[QUOTE=thomas;49242]You don’t have to if you are pushing it along the ground. If dirt was piled around the pyramid as it was being built, then the blocks were always pushed up an incline and pushed into place and not lifted by a crane-like device.[/QUOTE]
You seem to be alluding to Davidovits theory. From the wikilink I cited above:
Limestone concrete hypothesis
Materials scientist Joseph Davidovits has claimed that the blocks of the pyramid are not carved stone, but mostly a form of limestone concrete and that they were “cast” as with modern concrete.[36] According to this hypothesis, soft limestone with a high kaolinite content was quarried in the wadi on the south of the Giza Plateau. The limestone was then dissolved in large, Nile-fed pools until it became a watery slurry. Lime (found in the ash of cooking fires) and natron (also used by the Egyptians in mummification) was mixed in. The pools were then left to evaporate, leaving behind a moist, clay-like mixture. This wet “concrete” would be carried to the construction site where it would be packed into reusable wooden moulds and in a few days would undergo a chemical reaction similar to the “setting” of concrete. New blocks, he suggests, could be cast in place, on top of and pressed against the old blocks. Proof-of-concept tests using similar compounds were carried out at a geopolymer institute in northern France and it was found that a crew of five to ten, working with simple hand tools, could agglomerate a structure of five, 1.3- to 4.5-ton blocks in a couple of weeks.[37] He also claims that the Famine Stele, along with other hieroglyphic texts, describe the technology of stone agglomeration.

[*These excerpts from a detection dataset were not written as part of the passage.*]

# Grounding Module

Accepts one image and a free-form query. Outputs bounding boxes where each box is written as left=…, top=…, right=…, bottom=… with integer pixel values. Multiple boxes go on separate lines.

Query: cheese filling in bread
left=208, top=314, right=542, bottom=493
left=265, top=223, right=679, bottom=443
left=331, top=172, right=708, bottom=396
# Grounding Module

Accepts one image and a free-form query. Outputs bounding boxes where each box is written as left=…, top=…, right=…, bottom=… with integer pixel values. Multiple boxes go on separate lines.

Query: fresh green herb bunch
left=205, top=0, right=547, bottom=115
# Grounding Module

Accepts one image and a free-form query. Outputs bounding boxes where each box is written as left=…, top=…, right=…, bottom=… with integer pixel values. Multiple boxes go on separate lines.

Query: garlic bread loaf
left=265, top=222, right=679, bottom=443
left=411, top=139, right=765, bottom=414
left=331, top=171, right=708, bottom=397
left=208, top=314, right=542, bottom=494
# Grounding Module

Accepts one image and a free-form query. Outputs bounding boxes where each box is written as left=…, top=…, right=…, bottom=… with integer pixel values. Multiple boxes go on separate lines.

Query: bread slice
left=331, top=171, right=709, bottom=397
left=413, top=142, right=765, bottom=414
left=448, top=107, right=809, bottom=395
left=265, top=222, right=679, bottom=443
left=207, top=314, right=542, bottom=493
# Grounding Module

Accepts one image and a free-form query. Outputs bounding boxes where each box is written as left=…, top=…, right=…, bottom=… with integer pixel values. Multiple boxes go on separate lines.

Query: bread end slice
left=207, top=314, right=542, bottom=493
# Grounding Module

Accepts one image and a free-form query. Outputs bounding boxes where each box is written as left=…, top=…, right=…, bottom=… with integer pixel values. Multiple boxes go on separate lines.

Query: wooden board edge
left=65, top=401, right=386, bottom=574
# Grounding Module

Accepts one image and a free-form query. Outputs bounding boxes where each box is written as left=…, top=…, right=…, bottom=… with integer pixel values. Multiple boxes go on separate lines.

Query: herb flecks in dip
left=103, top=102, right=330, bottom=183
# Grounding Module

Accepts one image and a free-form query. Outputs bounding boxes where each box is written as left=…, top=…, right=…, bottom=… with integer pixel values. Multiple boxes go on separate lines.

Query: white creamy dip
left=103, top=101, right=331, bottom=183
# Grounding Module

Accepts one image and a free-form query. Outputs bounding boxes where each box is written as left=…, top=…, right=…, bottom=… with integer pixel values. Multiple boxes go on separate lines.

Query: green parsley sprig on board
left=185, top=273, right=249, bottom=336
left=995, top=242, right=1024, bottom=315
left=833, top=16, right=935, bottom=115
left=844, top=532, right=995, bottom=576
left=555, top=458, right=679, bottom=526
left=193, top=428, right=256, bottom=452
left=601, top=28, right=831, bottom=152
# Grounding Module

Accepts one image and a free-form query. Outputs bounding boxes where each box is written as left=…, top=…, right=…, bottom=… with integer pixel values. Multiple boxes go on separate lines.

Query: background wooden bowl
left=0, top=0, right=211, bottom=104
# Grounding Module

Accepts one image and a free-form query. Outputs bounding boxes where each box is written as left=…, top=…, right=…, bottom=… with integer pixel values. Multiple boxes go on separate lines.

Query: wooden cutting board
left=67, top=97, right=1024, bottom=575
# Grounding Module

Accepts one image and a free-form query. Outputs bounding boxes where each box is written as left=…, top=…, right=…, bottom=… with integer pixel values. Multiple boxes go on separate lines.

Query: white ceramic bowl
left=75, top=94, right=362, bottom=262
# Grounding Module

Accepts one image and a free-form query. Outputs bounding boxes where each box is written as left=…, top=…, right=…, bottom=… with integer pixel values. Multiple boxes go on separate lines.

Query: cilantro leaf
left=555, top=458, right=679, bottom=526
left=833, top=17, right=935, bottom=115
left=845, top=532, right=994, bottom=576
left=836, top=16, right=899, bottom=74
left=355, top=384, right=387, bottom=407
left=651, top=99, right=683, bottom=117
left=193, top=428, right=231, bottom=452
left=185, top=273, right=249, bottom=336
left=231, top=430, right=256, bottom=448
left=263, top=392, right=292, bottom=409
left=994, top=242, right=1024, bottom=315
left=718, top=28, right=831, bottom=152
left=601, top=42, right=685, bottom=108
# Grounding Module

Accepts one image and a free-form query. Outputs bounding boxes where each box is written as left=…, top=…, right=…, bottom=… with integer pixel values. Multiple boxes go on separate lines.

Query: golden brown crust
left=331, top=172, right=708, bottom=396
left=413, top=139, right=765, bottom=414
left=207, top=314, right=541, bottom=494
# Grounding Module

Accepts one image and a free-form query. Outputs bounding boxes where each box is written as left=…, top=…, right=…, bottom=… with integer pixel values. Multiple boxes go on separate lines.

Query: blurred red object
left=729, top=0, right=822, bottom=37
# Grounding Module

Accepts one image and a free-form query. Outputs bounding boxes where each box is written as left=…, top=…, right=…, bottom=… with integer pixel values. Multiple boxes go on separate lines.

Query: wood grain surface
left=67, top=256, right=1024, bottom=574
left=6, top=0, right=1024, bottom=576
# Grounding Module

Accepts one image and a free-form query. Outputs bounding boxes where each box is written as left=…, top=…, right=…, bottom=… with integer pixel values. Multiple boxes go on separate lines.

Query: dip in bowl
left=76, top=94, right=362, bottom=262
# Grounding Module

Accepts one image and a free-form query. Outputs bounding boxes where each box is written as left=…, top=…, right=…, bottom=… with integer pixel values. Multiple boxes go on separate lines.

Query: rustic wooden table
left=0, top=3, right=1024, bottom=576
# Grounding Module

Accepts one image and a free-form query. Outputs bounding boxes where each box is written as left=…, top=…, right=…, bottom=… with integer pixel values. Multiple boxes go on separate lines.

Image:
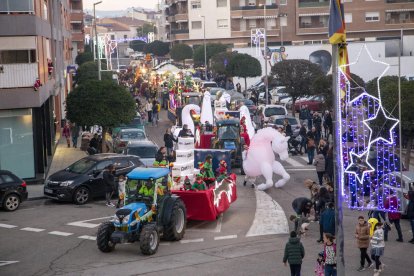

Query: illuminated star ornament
left=345, top=151, right=375, bottom=183
left=364, top=106, right=399, bottom=144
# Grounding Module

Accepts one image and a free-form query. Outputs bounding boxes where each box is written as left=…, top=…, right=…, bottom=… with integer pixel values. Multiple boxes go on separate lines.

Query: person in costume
left=191, top=174, right=207, bottom=191
left=217, top=160, right=227, bottom=182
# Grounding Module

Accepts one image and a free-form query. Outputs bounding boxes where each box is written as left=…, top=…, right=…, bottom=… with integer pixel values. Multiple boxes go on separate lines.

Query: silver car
left=124, top=140, right=158, bottom=167
left=267, top=115, right=301, bottom=137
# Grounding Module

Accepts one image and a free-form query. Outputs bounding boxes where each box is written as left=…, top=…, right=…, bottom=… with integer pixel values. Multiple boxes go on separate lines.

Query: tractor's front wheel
left=140, top=224, right=160, bottom=255
left=96, top=221, right=115, bottom=253
left=164, top=199, right=187, bottom=241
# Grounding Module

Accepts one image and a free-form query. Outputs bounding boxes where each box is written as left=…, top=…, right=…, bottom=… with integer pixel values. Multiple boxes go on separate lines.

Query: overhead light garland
left=336, top=44, right=402, bottom=212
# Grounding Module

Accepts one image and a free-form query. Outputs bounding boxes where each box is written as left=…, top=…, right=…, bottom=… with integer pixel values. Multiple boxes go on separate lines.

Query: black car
left=44, top=153, right=144, bottom=205
left=0, top=170, right=27, bottom=211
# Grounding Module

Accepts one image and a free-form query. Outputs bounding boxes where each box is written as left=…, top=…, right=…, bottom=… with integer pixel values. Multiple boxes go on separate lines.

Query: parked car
left=0, top=170, right=28, bottom=211
left=295, top=95, right=325, bottom=112
left=125, top=140, right=158, bottom=167
left=43, top=153, right=144, bottom=205
left=113, top=128, right=147, bottom=153
left=258, top=104, right=288, bottom=126
left=234, top=99, right=257, bottom=115
left=266, top=115, right=300, bottom=137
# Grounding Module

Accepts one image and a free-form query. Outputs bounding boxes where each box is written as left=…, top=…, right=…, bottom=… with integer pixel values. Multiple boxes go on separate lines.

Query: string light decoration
left=336, top=44, right=404, bottom=212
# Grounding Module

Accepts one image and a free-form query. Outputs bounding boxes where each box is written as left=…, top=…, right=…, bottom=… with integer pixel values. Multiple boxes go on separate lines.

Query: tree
left=312, top=73, right=365, bottom=109
left=227, top=53, right=262, bottom=90
left=75, top=52, right=93, bottom=66
left=129, top=40, right=147, bottom=52
left=137, top=23, right=157, bottom=37
left=66, top=80, right=135, bottom=152
left=193, top=43, right=227, bottom=66
left=367, top=76, right=414, bottom=169
left=170, top=43, right=193, bottom=65
left=271, top=59, right=324, bottom=115
left=144, top=40, right=170, bottom=57
left=76, top=61, right=112, bottom=85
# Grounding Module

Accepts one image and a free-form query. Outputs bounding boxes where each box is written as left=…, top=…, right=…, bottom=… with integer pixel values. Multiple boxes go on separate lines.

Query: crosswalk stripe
left=48, top=231, right=73, bottom=237
left=20, top=227, right=45, bottom=233
left=180, top=238, right=204, bottom=243
left=214, top=235, right=237, bottom=241
left=78, top=235, right=96, bottom=241
left=0, top=223, right=17, bottom=229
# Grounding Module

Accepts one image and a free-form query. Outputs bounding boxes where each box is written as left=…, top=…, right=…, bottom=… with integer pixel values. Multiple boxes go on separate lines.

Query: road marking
left=214, top=235, right=237, bottom=241
left=246, top=190, right=289, bottom=237
left=48, top=231, right=73, bottom=237
left=78, top=235, right=96, bottom=241
left=20, top=227, right=45, bottom=233
left=284, top=158, right=306, bottom=167
left=286, top=168, right=316, bottom=172
left=0, top=261, right=19, bottom=266
left=66, top=216, right=112, bottom=228
left=180, top=238, right=204, bottom=243
left=0, top=223, right=17, bottom=229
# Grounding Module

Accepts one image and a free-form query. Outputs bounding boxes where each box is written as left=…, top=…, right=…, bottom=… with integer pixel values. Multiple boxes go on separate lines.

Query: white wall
left=188, top=0, right=231, bottom=39
left=233, top=41, right=414, bottom=86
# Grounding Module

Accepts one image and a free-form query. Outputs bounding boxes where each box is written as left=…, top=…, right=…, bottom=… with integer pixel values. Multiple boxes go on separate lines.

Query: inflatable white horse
left=243, top=127, right=290, bottom=191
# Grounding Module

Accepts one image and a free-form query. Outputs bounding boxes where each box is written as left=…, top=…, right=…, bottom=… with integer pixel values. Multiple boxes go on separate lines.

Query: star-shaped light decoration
left=363, top=106, right=399, bottom=145
left=345, top=150, right=375, bottom=183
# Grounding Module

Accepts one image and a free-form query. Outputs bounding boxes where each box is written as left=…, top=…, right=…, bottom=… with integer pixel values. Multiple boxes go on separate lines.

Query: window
left=249, top=19, right=256, bottom=28
left=345, top=13, right=352, bottom=23
left=191, top=21, right=201, bottom=30
left=365, top=12, right=379, bottom=22
left=217, top=19, right=229, bottom=29
left=191, top=0, right=201, bottom=10
left=217, top=0, right=227, bottom=8
left=0, top=50, right=37, bottom=64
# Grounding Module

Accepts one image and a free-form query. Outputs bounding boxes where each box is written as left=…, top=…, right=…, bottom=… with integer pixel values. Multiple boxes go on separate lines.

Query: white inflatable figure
left=242, top=127, right=290, bottom=191
left=214, top=90, right=228, bottom=120
left=171, top=104, right=200, bottom=138
left=239, top=105, right=255, bottom=140
left=200, top=91, right=213, bottom=125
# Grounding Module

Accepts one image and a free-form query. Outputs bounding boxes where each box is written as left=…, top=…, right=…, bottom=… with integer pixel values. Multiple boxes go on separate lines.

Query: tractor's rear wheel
left=163, top=199, right=187, bottom=241
left=140, top=224, right=160, bottom=255
left=96, top=221, right=115, bottom=253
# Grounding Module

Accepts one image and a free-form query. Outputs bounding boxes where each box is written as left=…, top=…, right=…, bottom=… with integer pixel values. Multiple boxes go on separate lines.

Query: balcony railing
left=231, top=4, right=277, bottom=11
left=299, top=1, right=329, bottom=8
left=0, top=0, right=34, bottom=14
left=0, top=63, right=39, bottom=88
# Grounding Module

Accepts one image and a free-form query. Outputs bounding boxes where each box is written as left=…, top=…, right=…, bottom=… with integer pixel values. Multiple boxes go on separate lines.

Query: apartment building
left=69, top=0, right=85, bottom=64
left=0, top=0, right=72, bottom=180
left=164, top=0, right=414, bottom=47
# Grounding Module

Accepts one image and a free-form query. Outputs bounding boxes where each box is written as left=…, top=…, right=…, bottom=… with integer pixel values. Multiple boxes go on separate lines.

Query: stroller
left=288, top=135, right=302, bottom=155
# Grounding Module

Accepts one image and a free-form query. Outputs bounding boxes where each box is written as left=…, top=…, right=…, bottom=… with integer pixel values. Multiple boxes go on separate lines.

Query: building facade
left=69, top=0, right=85, bottom=64
left=0, top=0, right=72, bottom=180
left=164, top=0, right=414, bottom=47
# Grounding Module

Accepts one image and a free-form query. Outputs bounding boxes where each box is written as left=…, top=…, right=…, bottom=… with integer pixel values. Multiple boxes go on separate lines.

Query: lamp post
left=200, top=15, right=207, bottom=80
left=93, top=1, right=102, bottom=80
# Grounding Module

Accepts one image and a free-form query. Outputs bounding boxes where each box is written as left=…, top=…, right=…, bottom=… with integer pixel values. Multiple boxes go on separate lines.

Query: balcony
left=299, top=0, right=329, bottom=8
left=0, top=0, right=34, bottom=14
left=0, top=63, right=39, bottom=89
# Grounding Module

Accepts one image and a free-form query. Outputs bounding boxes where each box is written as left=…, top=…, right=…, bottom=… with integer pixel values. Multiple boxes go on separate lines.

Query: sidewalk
left=27, top=135, right=86, bottom=200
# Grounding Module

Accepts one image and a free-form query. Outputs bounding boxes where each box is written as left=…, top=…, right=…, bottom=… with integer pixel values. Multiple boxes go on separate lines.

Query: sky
left=83, top=0, right=158, bottom=11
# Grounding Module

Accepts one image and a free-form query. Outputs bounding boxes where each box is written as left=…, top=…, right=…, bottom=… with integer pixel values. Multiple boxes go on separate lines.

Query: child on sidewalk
left=116, top=175, right=127, bottom=208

Davidovits’ method is not accepted by the academic mainstream. His method does not explain the granite stones, weighing well over 10 tons, above the “King’s Chamber”, which he agrees were carved. Geologists have carefully scrutinized Davidovits’ suggested technique and concluded his came from natural limestone quarried in the Mokattam Formation.[38] However, Davidovits alleges that the bulk of soft limestone came from the same natural Mokkatam Formation quarries found by geologists, and insists that ancient Egyptians used the soft marly layer instead of the hard one to re-agglomerate stones.
Davidovits’ hypothesis recently gained support from Michel Barsoum, a materials science researcher.[39] Michel Barsoum and his colleagues at Drexel University published their findings supporting Davidovits’ hypothesis in the Journal of the American Ceramic Society in 2006. Utilizing scanning electron microscopy, they discovered mineral compounds and air bubbles in samples of the limestone pyramid blocks that do not occur in natural limestone.[40]
Dipayan Jana, a petrographer, made a presentation to the ICMA (International Cement Microscopy Association) in 2007[41] and gave a paper[42] in which he discusses Davidovits’ and Barsoum’s work and concludes “we are far from accepting even as a remote possibility of a ?manmade? origin of pyramid stones.”
Again this theory too fails. There are obvious 10+ ton carved granite blocks in the pyramids several stories up that were obviously not “dirt” These 10+ ton blocks were transported over several miles and then lifted several stories in height. How is this possible without a crane?